- Official release poster
- Directed by: Ratheesh Balakrishnan Poduval
- Written by: Ratheesh Balakrishnan Poduval
- Produced by: Nivin Pauly
- Starring: Nivin Pauly Grace Antony Vinay Forrt
- Cinematography: Vinod Illampally
- Edited by: Manoj Kannoth
- Music by: Yakzan Gary Periera Neha Nair
- Production company: Pauly Jr. Pictures
- Distributed by: Disney+ Hotstar
- Release date: 12 November 2021 (India);
- Running time: 121 minutes
- Country: India
- Language: Malayalam

= Kanakam Kaamini Kalaham =

Kanakam Kaamini Kalaham is a 2021 Indian Malayalam-language satirical film written and directed by Ratheesh Balakrishnan Poduval. The film stars Nivin Pauly and Grace Antony in lead roles, and Vinay Forrt, Vincy Aloshious, Sudheesh, Jaffar Idukki, Joy Mathew, Sivadas Kannur and Rajesh Madhavan in supporting roles. The film was produced by Nivin Pauly under the banner of Pauly Jr. Pictures. It was released through Disney+ Hotstar on 12 November 2021, ahead of Diwali.

==Plot==
Former television actress Haripriya complains of being stuck in an unromantic marriage with junior artist and acting coach, Pavithran. Persuaded to save his marriage, Pavithran is forced to resort to a plan B, after his first attempt to satiate Haripriya with a gift of gold plated earrings that looks like it might get him into, rather than, out of trouble. Things take a turn for the worse when Haripriya's brother, seeks financial help and convinces her to mortgage her earrings. Upon learning this, an anxious Pavithran plans a sudden 3-day trip to Munnar, where he manages to hide the earrings in a hotel. The planned episode turns upside-down, when he is unable to find the earrings he had concealed, just hours ago. On the other side, his adamant wife suspects every other staff member of the hotel, citing reasons for the same. The rest of the film deals with the finding of the earrings, in a comical manner.

== Production ==
The film marks the second directorial of director, Rateesh Balakrishna Poduval after Android Kunjappan Version 5.25 (2019). The director announced the film on 13 October 2020. After the puja ceremony, principal photography of the film began in the first week of November 2020. Filming took place during the COVID-19 pandemic and hence proceeded by taking all necessary precautions. Ernakulam and Idukki were the major shooting locations. After about 40 days, filming wrapped on 15 December 2020. The dubbing and other post-production works were carried out in January and February, 2021.

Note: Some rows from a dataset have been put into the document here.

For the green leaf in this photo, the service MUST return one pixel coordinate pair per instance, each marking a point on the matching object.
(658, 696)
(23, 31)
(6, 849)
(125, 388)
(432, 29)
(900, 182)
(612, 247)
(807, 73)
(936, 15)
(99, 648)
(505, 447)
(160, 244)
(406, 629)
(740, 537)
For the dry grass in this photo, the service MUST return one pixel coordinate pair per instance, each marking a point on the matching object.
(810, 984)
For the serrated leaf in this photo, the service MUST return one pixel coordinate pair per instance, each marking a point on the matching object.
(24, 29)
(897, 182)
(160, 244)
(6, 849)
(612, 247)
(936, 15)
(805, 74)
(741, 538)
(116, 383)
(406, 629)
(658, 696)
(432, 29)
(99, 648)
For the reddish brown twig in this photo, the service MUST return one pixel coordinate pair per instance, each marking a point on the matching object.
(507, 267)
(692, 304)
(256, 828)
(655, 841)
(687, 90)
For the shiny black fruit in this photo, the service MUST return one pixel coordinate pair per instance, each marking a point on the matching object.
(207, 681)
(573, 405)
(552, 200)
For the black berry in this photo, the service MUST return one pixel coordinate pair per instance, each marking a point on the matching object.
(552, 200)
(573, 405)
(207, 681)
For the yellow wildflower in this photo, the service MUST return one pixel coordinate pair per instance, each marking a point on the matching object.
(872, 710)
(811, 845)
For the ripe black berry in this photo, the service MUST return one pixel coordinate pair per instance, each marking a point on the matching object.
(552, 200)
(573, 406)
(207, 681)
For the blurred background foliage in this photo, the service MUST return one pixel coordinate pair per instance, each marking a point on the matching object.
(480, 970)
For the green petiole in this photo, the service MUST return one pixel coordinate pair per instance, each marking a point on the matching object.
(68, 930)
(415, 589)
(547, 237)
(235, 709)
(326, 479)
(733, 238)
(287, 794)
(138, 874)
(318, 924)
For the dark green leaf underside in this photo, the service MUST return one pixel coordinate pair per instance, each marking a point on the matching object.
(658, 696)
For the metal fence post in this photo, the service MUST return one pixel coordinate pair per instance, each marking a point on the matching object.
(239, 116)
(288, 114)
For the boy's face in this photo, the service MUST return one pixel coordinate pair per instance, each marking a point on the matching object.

Vinod Illampally is the cinematographer. The music of the film is composed by Yakzen Gary Periera and Neha Nair. The film was edited by Manoj Kannoth and Aneesh Nadodi is the art director. Shabu Pullappally handled the makeup and Kalat Revolution arranged the costumes.

== Marketing ==
In October 2020, Nivin Pauly announced this project through his social media handles along with a title poster. On 16 July 2021, the teaser of the film was released through Pauly Jr. Pictures YouTube channel. The trailer of the film was released on 22 October 2021.

== Release ==
Kanakam Kaamini Kalaham was released through Disney+ Hotstar on 12 November 2021. It is the first Malayalam film to be premiered through the platform's Disney+ Hotstar Multiplex initiative. It is also available on Hulu.

== Reception ==
The film received mixed reviews from critics. The Times Of India gave a rating 3 of 5 and wrote that, "On the whole, Kanakam Kamini Kalaham can be seen together with the family as a pleasant entertainer that provides some good insights into marriage." Pinkvilla rated the film with 3 out of 5 and wrote that, "Kanakam Kaamini Kalaham is a mind blowing fun adventure designed for the genuine laughs. This is a film designed to serve a harmless laugh amidst all the troubling news surrounding us and we can only sit back and wait for any deeper implications to the crazy, timely fun that the film offers." Sify gave a rating of 3.5 on 5 and wrote that, "Kanakam Kaamini Kalaham is dramatic, colourful and perhaps melody at times. Nivin Pauly gets into the shoes of his character superbly. Grace Antony is in fine form and comes up with a good show. The rest of the cast, including Vinay Forrt, Rajesh Madhavan, Sudheesh, Vincy Alocious and Jaffar Idukki are good." The Indian Express rated 3 on 5 for the filmand commented that, "This Nivin Pauly starrer is one of those films that will keep you smiling from start to end and Nivin Pauly deserves a special mention for embracing his role with much gusto and conviction." Onmaorama said that, "Kanakam Kaamini Kalaham, written and directed by Ratheesh Balakrishnan Poduval hinges on a simple, light-hearted theme, intended to trigger laughter and laughter alone."